The House has approved legislation to raise the federal minimum wage for the first time in a decade, to $15 an hour. Democrats pushed through the bill Thursday with a party-line vote of 231-199, but it has almost no chance in the Republican-controlled Senate.

 

A hike in the $7.25 hourly wage has been a top Democratic campaign promise. It's intended to address income inequality that's driving the 2020 political debate. The legislation, for the first time, would pay tipped workers the same as others earning the minimum, boosting their pay to $15 an hour, too. It's now $2.13.

Republicans balked at the wage hike, saying it would cost jobs. States are already able to raise the wage beyond the federal minimum, and many have done so.

A minimum wage hike has been a top Democratic campaign promise, intended to address income inequality that's driving the 2020 political debate.
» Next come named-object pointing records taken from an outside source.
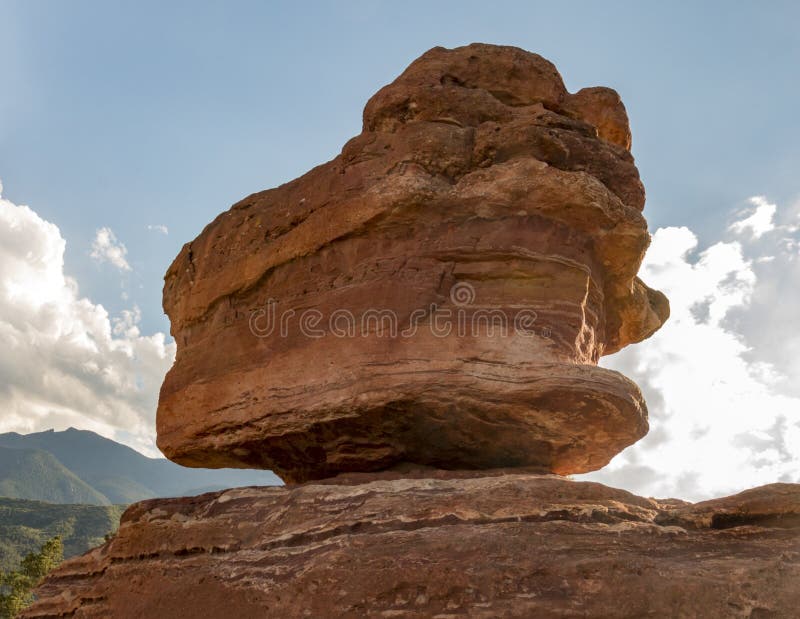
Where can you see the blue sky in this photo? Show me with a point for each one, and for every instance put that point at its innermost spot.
(132, 115)
(126, 114)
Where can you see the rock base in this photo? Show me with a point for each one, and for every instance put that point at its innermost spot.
(440, 544)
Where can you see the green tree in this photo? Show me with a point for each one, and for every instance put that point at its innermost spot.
(16, 587)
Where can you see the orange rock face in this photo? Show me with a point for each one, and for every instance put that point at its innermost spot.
(500, 544)
(439, 293)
Democratic Majority Leader Steny Hoyer of Maryland said raising the wage is the "right thing to do."

A $15 federal minimum wage would give a direct raise to 17 million workers and would "likely" boost pay for 10 million more, an assessment by the Congressional Budget Office found this month.  

A raise to $15 would also likely cause job losses, the CBO said, although it noted "considerable uncertainty" about how steep those losses would be.  The CBO also said as many as 3.7 million workers could lose their jobs if the federal minimum rose. 

The wage hike is considered a long shot given that Republicans control the Senate and the White House, but some big corporations are supportive of the effort. Amazon recently pledged to raise its minimum to $15 after feeling political pressure, with Costco following suit and Target moving to $15 an hour next year.